A grieving mother whose daughter died after catching an infection on a children’s cancer ward on the Queen Elizabeth University Hospital campus in Glasgow has called for bosses to be removed amid a criminal investigation into corporate manslaughter.

Kimberly Darroch, the mother of Milly Main says she believes the investigation will help bring justice for her daughter. The 10-year-old died in 2017 after contracting an infection that was linked to the water at the Royal Hospital for Children.

NHS Greater Glasgow and Clyde (NHSGGC) was named as a suspect in the criminal investigation into the deaths of a number of patients at the QEUH.

In its update to affected families, the health board said there was no indication a "final view" had been formed by prosecutors.

In a press conference on Monday, Milly's mother Kimberly Darroch said she had been unable to "celebrate" her daughter's life due to the ongoing trauma surrounding her death.
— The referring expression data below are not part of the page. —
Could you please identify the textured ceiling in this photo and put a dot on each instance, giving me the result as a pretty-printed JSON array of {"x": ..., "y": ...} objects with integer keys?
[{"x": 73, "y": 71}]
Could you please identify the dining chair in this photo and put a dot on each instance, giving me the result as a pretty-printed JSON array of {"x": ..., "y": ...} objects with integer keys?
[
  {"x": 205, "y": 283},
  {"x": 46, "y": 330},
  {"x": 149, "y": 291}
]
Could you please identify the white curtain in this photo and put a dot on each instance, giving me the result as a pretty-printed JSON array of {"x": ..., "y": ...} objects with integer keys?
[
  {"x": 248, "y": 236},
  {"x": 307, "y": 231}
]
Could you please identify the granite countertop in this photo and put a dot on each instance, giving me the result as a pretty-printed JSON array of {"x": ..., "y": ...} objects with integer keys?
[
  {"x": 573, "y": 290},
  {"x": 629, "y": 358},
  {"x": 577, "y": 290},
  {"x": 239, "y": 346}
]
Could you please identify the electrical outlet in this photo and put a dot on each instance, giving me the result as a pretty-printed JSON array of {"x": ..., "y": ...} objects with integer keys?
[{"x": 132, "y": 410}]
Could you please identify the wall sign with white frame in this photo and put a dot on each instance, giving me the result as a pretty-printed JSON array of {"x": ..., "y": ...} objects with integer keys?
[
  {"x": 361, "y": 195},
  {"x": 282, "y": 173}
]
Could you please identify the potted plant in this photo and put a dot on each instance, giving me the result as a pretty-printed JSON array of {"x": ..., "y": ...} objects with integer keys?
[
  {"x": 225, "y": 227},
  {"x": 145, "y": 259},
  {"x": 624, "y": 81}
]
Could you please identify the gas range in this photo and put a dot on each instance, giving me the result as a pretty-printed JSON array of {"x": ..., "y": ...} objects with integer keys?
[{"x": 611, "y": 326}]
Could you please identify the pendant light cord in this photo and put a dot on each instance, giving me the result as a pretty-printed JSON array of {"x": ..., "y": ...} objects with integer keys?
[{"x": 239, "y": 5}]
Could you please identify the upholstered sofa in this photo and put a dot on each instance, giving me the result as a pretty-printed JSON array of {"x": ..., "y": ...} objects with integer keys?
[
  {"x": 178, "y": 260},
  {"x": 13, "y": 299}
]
READ MORE: Mother of Milly Main in plea to MSPs ahead of crunch patient commissioner vote

Speaking alongside Scottish Labour leader Anas Sarwar regarding the investigation developments, Ms Darroch said: “When I found out obviously it was an emotional wave from shock, disbelief, joy, to a profound sadness.
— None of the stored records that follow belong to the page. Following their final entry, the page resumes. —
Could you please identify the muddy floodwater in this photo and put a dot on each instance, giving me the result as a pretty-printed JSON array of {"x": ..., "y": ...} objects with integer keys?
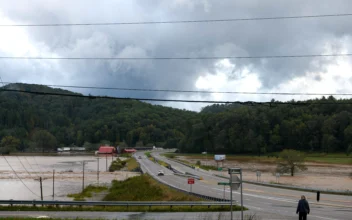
[{"x": 19, "y": 175}]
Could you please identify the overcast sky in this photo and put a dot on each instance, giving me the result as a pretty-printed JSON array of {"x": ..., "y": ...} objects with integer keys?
[{"x": 246, "y": 38}]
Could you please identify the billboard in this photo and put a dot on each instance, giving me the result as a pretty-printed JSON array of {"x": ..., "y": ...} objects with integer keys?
[{"x": 219, "y": 157}]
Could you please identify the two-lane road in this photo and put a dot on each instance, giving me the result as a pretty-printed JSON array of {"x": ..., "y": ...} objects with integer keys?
[{"x": 263, "y": 200}]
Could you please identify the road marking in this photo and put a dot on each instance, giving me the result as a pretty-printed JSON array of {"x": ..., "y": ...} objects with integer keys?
[{"x": 315, "y": 216}]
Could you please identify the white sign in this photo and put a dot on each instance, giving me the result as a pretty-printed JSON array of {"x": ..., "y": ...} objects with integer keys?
[
  {"x": 219, "y": 157},
  {"x": 236, "y": 182},
  {"x": 259, "y": 173}
]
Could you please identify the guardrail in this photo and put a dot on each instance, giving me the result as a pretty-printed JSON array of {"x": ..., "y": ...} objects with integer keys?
[
  {"x": 297, "y": 188},
  {"x": 107, "y": 203}
]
“Because, at the heart of all this, Milly died, and she should still be here. We should be watching her grow up, enjoying life with her, but unfortunately, we're here today.
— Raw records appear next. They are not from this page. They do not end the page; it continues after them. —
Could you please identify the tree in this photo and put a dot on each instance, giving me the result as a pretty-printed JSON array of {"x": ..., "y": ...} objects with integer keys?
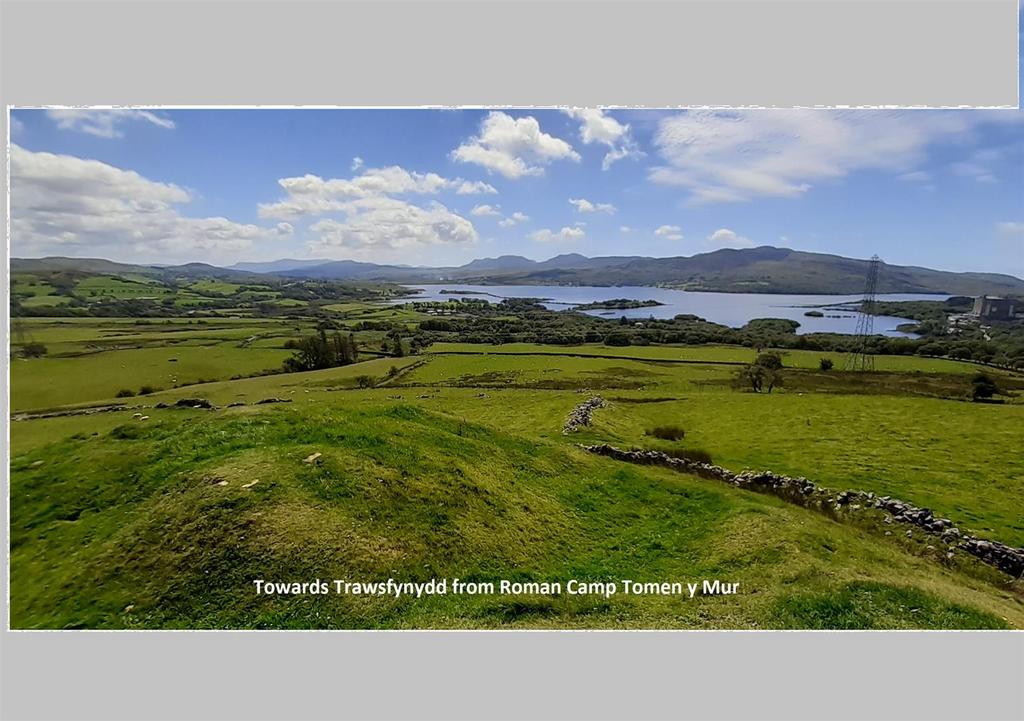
[
  {"x": 983, "y": 387},
  {"x": 33, "y": 350},
  {"x": 770, "y": 361},
  {"x": 761, "y": 377}
]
“But let's not ignore that this is a huge step in the right direction to get justice for Milly. I know there's still a lot of work to do, but we're on the right path. And I truly believe that we will get justice one day.”

“I think it is time the health board’s chief executive stood down, stood aside, and gave patients, families, staff, clinicians, someone they can trust to do the right thing by them – I think that’s very, very important.

“The health board I feel has been playing mind games – to put doubt into what we are doing. Sometimes they have succeeded but we are still here today, we’re still fighting.

The Herald: Kimberly Darroch, mother of Milly MainKimberly Darroch, mother of Milly Main (Image: Colin Mearns)

Mr Sarwar has been closely attached to this case for years and has raised it in parliament on multiple occasions.

The Scottish Labour leader emphasised the significance of the case, while also arguing that hospital bosses being allowed to stay in post during the time of the investigation was allowing “suspects to walk the crime scene.”

He said: “I believe it's the first ever corporate homicide investigation of a public body in Scottish history, so clearly unprecedented. And I think the thing to remember in all of this is at the heart of this is actually not institutions or establishments. It is families, people and children that lost their lives.

And the tragedy is this, to this day, and I've said this in parliament twice before, I'm not afraid to say it in public, out and about, too - To this day, the suspects are being allowed to walk the crime scene. In any criminal investigation, there would not be the free movement of suspects to be able to walk a crime scene and to influence, or try and influence, that investigation, or to influence that public inquiry.

“And if we are to see serious leadership from this government, and it's far, far too late, but never too late, to make a meaningful difference, then the chair of Greater Glasgow & Clyde Health board John Brown, and the chief executive, Jane Grant, must be removed from their posts.

READ MORE: Mother of tragic Milly Main tells of 'soul-destroying' fight for answers

Ms Darroch, who was emotional throughout the press conference, became particularly tearful when asked if she is able to celebrate Milly’s life while questions around her death remain unanswered.

“I don't think I can answer that question. I've never been able to celebrate Millie's life like I should be. Anytime I think of Milly, I think of all the pain that that day continues to cause.

“I would like this to come to an end sooner rather than later so that I can think of Milly and celebrate her life, the good times that we had instead. Right now, I feel that pain. I lost every single day because of all this. It's very, very difficult.”

Ms Darroch has previously described her child’s death as “murder” at the Scottish Hospitals Inquiry.

NHS Greater Glasgow and Clyde (NHSGGC) expressed sympathies with the families who have been affected by events at the hospital, but said that the Crown Office and Prosecutor Fiscal have not formed a final view.

A NHSGGC spokesperson said: “Our sympathies remain with the families who have been affected by events at the Queen Elizabeth University Hospital and Royal Hospital for Children.

“We have received a communication from the Crown Office and Procurator Fiscal Service (COPFS) about this update to the status of their ongoing inquiry. It should be made clear that this letter does not indicate that the COPFS have formed a final view.”

A Scottish Government spokesperson said: “No family should see loved ones harmed while in the care of the healthcare system and the Scottish Government offers its deepest condolences to Milly’s family.

“The Scottish Government has established a statutory public inquiry so that families could get answers to their questions, and so that lessons can be learned for future hospital projects.

“As an independent core participant of the Inquiry, we are committed to co-operating fully and therefore it would be inappropriate to comment any further at this time.”